Integrity360, the cyber security specialist, has announced findings from independent research into the risks and advantages of AI's impact on cyber security.
The survey of 205 IT security decision-makers was conducted between 9th and 14th August 2023. It highlights mounting concerns over the use of AI, particularly deepfakes, as 68% of respondents noted concerns about cybercriminals using deepfakes to target their organisations.
Brian Martin, Head of Product Development, Innovation and Strategy at Integrity360, says: "The use of AI for cyber attacks is already a threat to businesses, but recognising the future potential and the impact this can have is just the start."
"We've already seen the potential for deepfake technology with the video of Volodymr Zelensky telling Ukrainians to put down their weapons and spreading disinformation."
"This is just one example of the nefarious means in which it can be used, and businesses need to be prepared for how to defend against this and discern what is and isn't real to avoid falling victim to an attack," says Martin.

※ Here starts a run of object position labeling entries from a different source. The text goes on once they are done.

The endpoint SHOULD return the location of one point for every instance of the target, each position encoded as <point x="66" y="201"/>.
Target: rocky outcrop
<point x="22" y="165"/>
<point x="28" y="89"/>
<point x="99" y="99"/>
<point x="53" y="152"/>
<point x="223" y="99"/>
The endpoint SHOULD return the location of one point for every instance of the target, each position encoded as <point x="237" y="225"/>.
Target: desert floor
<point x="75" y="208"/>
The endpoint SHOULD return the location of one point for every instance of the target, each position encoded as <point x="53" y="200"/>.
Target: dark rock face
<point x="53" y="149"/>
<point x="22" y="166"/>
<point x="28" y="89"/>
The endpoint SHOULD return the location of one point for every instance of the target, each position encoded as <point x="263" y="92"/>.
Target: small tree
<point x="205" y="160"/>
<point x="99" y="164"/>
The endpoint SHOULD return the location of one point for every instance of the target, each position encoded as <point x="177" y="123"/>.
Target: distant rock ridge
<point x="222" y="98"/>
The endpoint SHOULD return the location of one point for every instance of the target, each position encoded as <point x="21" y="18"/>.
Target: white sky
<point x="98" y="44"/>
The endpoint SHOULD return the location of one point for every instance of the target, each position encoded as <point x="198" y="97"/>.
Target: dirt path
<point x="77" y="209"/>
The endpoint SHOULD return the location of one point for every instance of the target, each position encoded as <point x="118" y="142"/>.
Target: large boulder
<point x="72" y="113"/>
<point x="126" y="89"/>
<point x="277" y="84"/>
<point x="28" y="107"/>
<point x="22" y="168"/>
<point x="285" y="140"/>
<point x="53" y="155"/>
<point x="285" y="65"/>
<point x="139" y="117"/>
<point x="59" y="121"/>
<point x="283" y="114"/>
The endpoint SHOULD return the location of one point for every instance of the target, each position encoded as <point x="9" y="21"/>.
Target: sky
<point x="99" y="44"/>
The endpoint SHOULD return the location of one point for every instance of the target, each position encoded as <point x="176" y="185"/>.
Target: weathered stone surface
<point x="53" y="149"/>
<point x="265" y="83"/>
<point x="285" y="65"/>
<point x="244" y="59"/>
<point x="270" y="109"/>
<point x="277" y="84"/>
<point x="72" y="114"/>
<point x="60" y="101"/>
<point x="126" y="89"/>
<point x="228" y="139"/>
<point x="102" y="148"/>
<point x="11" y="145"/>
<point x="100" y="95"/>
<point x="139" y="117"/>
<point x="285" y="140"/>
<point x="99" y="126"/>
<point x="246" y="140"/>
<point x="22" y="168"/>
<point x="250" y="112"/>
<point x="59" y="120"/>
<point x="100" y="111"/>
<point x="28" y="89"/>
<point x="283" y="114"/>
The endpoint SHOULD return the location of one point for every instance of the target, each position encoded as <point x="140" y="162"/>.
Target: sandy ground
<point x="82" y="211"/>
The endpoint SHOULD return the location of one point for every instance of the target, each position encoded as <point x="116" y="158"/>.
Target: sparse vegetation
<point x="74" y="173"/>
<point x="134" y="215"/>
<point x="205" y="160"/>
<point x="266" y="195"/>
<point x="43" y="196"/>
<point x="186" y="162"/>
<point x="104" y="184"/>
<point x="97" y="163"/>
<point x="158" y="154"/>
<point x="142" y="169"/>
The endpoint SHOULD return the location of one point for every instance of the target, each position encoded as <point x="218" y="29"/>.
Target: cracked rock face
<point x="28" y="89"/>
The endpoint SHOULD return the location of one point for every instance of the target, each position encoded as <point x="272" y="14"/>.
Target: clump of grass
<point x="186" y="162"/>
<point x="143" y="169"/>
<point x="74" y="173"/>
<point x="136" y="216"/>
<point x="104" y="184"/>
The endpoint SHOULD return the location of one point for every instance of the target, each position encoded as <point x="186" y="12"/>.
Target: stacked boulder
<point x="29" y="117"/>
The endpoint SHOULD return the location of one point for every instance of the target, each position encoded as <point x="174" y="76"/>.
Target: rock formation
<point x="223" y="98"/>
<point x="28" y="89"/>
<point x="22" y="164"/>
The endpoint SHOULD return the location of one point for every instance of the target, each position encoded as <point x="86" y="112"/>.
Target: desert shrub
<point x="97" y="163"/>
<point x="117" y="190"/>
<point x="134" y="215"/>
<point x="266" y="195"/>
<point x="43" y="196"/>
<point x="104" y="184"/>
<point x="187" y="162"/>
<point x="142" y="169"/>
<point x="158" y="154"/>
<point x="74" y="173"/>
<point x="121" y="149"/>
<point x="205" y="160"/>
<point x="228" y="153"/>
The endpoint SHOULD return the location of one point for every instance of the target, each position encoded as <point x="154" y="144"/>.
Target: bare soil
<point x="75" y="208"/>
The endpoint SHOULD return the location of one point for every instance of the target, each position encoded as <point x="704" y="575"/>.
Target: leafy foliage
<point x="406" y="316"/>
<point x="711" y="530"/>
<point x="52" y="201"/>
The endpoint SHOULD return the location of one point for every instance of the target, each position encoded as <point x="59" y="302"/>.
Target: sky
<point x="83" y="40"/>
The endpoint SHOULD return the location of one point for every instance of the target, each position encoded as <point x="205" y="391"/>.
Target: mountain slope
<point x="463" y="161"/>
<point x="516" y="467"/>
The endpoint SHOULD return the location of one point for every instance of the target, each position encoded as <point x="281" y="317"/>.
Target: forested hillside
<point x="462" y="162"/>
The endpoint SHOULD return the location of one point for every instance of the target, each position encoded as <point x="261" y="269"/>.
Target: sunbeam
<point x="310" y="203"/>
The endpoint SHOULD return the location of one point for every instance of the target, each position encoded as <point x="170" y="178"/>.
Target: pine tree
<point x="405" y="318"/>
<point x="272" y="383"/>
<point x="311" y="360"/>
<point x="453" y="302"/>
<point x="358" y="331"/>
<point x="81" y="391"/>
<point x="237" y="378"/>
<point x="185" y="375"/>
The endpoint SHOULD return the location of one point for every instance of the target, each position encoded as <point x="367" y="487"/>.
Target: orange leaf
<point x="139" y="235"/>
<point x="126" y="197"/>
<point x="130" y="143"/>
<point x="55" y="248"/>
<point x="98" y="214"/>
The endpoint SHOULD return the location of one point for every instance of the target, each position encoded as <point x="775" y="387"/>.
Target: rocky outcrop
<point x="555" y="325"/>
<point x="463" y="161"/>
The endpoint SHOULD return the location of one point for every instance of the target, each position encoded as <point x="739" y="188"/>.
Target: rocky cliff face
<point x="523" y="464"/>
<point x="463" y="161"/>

A significant majority (59%) of respondents also agree that AI is increasing the number of cyber security attacks. This aligns with the change in attacks that have been noticeable over the past year as 'offensive AI' is being used in instances such as malware creation. It is also being used to create more phishing messages with content that accurately mimics legitimate emails' language, tone, and design.
In line with this, the survey also indicates that businesses recognise the impact that AI will have on cyber security, as 46% of respondents disagreed with the statement that they do not understand the impact of AI on cyber security.
However, when breaking down the findings by specific job roles, the survey suggests that CIOs appear to have the least understanding of AI's impact on cyber security, with 42% indicating disagreement with the statement.
This highlights a potential gap in knowledge among C-level executives, which may have implications for organisations' cyber security strategies and the importance of educational efforts to ensure they are well informed about the role of AI in cyber security.
Furthermore, 61% of respondents expressed apprehension over the increase in AI, indicating that this is an area of concern within the industry.
Martin says: "AI's role in cyber security is not only a matter of perception but a tangible reality. Conventional cyberattacks will ultimately become obsolete as AI technologies become increasingly available and more appealing and accessible as attackers look to expand their use for AI-enabled cyberattacks."
"As an MSSP, it's essential to ensure businesses are considering how this can be used against them and putting processes in place to protect against these growing threats."
Despite concerns, most respondents (73%) agree that AI is becoming an increasingly important tool for security operations and incident response. This reflects the industry's growing recognition of AI's potential to enhance security practices and the perception that AI can be used defensively and offensively in cyber security.
Moreover, 71% of respondents agree that AI is improving the speed and accuracy of incident response. Likely due to AI's ability to analyse vast amounts of data and identify threats in real time, contributing to its effectiveness in incident response.
More than two-thirds (67%) of respondents also believe that using AI improves the efficiency of cyber security operations. AI can automate routine tasks, allowing cyber security professionals to focus on more complex and strategic aspects of their work.
"As AI technologies continue to evolve, their integration into cyber security will follow. Organisations must remain proactive in embracing AI while also addressing the challenges it presents, ensuring that their cyber security defences keep pace," adds Martin.